O auge da ditadura militar
apontava para o fim do “milagre”, ao dilapidar a força de trabalho com o
favorecimento do grande capital e a manutenção, durante toda a década de 1970,
de níveis ínfimos de salário entre os trabalhadores. Com baixo nível salarial,
a alimentação de operários era precária. A extenuação da classe trabalhadora
chegou a ameaçar as demais classes sociais, através de epidemias. Em 1974, um
surto de meningite entre as camadas populares teve sua divulgação censurada até
atingir democraticamente outros setores da sociedade.
Retomando a obra de
Chico, em determinado verso da canção "Deus lhe pague" lemos: “pelos andaimes pingentes que
agente tem que cair...”. A média de acidentes de trabalho por dia útil,
registrados no Brasil durante o período que vai de 1971 a 1977, era de cerca de
5500 acidentes por dia. No ano de 1976 a média por dia atingiu 6355
trabalhadores vitimados por acidentes de trabalho.

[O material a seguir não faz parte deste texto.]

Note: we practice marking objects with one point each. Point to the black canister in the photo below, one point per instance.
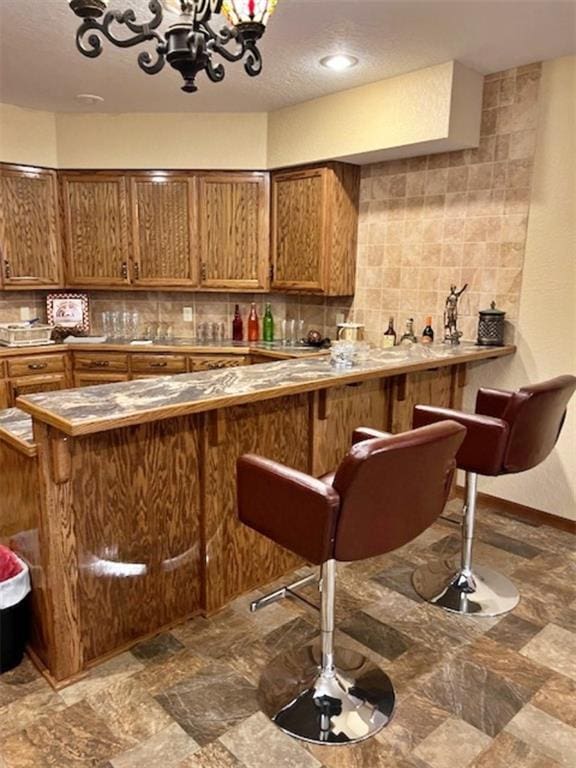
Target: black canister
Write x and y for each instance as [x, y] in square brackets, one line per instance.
[491, 327]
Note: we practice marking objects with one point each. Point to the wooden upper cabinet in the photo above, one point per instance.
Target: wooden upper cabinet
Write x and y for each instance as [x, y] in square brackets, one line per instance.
[233, 212]
[96, 228]
[314, 229]
[163, 211]
[29, 231]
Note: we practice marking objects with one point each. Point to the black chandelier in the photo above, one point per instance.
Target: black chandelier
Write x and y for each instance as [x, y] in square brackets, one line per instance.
[189, 44]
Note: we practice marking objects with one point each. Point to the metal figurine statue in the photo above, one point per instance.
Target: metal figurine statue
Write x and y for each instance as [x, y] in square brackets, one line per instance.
[451, 333]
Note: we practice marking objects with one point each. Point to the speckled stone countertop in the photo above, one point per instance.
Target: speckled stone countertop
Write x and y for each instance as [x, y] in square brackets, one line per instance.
[98, 408]
[16, 429]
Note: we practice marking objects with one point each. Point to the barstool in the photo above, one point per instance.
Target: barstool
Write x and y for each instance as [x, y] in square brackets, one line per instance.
[509, 432]
[385, 492]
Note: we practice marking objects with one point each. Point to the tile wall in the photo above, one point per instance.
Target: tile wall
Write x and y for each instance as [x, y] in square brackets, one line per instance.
[425, 223]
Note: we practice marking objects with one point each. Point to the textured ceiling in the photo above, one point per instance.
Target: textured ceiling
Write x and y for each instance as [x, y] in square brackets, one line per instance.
[40, 67]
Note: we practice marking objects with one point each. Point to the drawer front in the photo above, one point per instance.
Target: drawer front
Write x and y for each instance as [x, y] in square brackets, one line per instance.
[158, 364]
[93, 379]
[214, 363]
[30, 385]
[34, 365]
[100, 361]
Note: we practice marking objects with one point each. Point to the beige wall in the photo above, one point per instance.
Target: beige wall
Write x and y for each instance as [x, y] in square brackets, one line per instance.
[27, 136]
[546, 327]
[427, 110]
[203, 141]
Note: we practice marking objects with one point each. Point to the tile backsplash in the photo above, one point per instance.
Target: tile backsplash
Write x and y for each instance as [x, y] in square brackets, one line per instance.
[425, 223]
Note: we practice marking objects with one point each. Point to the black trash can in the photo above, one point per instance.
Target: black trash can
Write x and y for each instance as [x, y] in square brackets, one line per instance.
[14, 618]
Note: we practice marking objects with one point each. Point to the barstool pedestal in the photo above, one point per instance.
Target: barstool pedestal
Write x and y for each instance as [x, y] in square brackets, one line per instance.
[326, 695]
[467, 589]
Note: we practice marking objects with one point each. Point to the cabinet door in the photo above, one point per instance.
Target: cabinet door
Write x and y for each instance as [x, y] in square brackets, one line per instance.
[96, 233]
[233, 216]
[28, 385]
[29, 234]
[299, 223]
[163, 210]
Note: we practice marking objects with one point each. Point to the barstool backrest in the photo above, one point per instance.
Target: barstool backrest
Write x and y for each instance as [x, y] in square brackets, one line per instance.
[392, 489]
[536, 415]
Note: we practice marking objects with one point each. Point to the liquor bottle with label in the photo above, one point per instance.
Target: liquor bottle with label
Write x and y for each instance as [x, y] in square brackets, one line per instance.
[408, 337]
[389, 335]
[268, 324]
[237, 325]
[253, 324]
[428, 332]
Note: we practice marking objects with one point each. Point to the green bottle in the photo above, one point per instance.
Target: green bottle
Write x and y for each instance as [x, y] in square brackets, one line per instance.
[268, 324]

Naquele ano, registrou-se a
esperança de vida do brasileiro ao nascer, a partir da sua faixa salarial. O
trabalhador que recebia menos de um salário mínimo por mês tinha 14 anos a
menos, de esperança de vida, comparando-se com aquele que recebia acima de
cinco salários mínimos.
O livro “História do Brasil recente (1964-1980)”, de Sonia Regina de Mendonça e Virgínia Maria Fontes, pela editora Ática, vai como sugestão de uma leitura inicial.